Plans to re-open the former Britannia Bar in Ardrossan’s Princes Street were rejected last week by North Ayrshire Licensing Board, after a Police report revealed one of the people involved had previously served a lengthy prison sentence for drug-related crimes.

The Board, meeting last Tuesday (November 19), considered an application for a Transfer of Premises Licence in the name of Ardrossan woman Marian Small.  However, Ms Small was not in attendance at the meeting and the application was supported by Mr Gary McKenna. 

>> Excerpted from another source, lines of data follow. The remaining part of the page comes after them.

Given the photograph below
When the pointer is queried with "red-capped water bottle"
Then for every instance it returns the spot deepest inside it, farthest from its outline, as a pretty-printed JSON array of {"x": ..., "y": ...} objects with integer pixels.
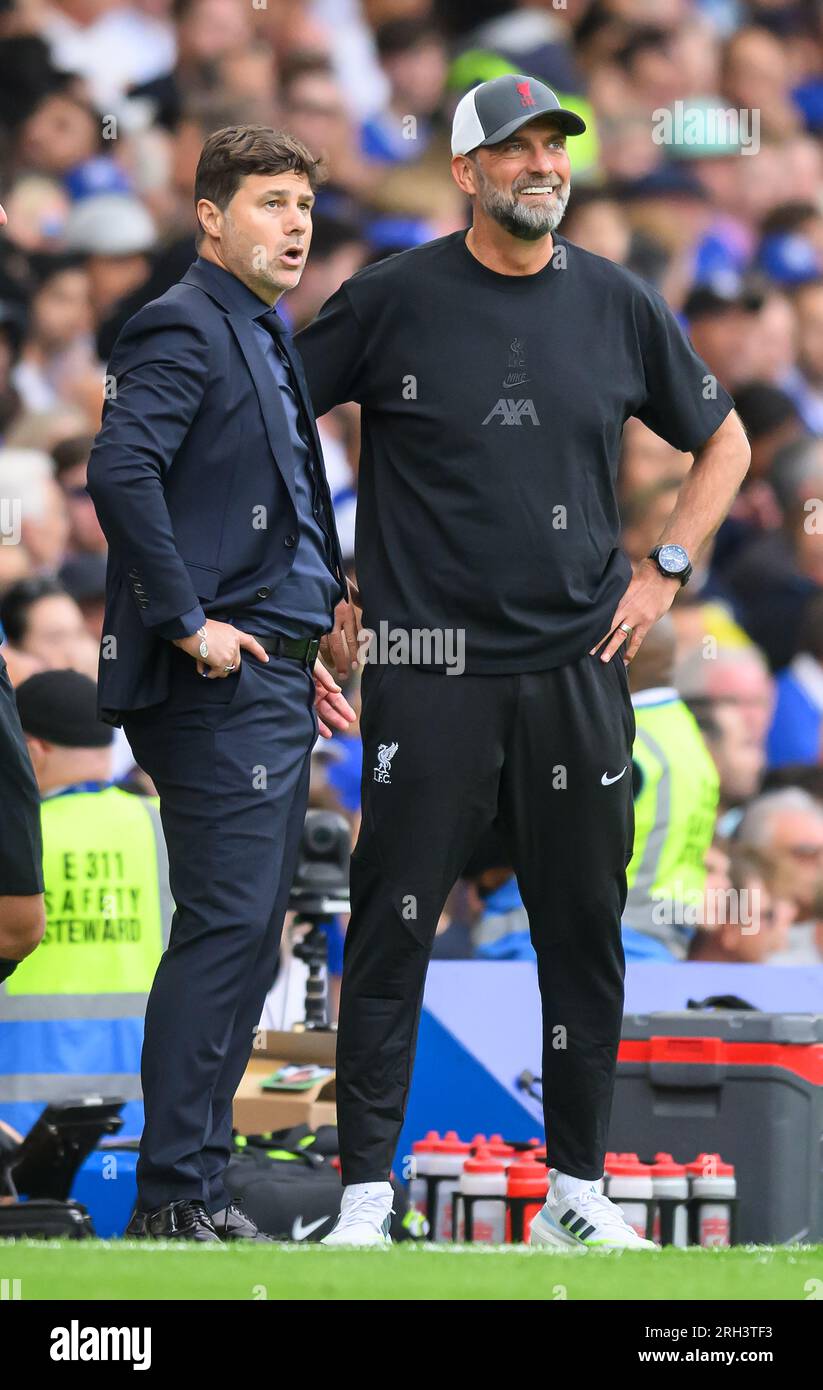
[
  {"x": 526, "y": 1193},
  {"x": 713, "y": 1190},
  {"x": 670, "y": 1186},
  {"x": 444, "y": 1172},
  {"x": 421, "y": 1154},
  {"x": 630, "y": 1186},
  {"x": 481, "y": 1200}
]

At the September 30 meeting of the Licensing Board Mr McKenna had been granted a Variation of Premises Licence in relation to the bar at 69/71 Princes Street, Ardrossan.  The variation to the licence principally involved allowing bar meals to be sold, changes to the previously-agreed layout of the premises and a change of name to ‘Latrobes’.  The Britannia, which had also traded as Watt’s Bar and the Lord Carson, has lain empty for a number of years.  Works to renovate the property began a couple of months ago.

A report from legal officers to the Licensing Board in September explained that a Premises Licence had been granted to Tyne & Tay Taverns Ltd in January 2009, and that this was subsequently transferred to Abacus Estates Ltd in October 2009. 

The officers’ report also stated, “This Variation application is not made by the Premises Licence Holder [Abacus] but by Gary McKenna who has the authority of the Premises Licence Holder to do so.”  It was then recorded that, as of September 12 2013, “Mr McKenna was not currently the tenant of the Premises, but it was expected that a lease would be signed in a few days.  Once a lease is in place, Mr McKenna will seek: (a) a Transfer of the Licence from Abacus to him, and (b) a further Variation, so as to nominate a Premises Manager.”

However, when Mr McKenna returned to the Licensing Board last week, he was made aware that Police Scotland had submitted a report raising concerns over his suitability to be involved in the running of licensed premises.

The Police report revealed that in April 2005 Gary McKenna had been sentenced to 13 years and 9 months in prison after being convicted at Guernsey Royal Court of importing onto the island £200,000 worth of the Class A drug Ecstasy.   An accomplice, Christopher Taylor, was sentenced to 9 years and 6 months for acting as a ‘minder’ for McKenna.  Both men were convicted of possession with intent to supply the drug.

After receiving the Police report, councillors sitting on the Licensing Board agreed to refuse the application for a Transfer of Premises Licence in relation to the former Britannia Bar.  Applicants have the right to appeal.

Gary McKenna is originally from Teeside in the north of England.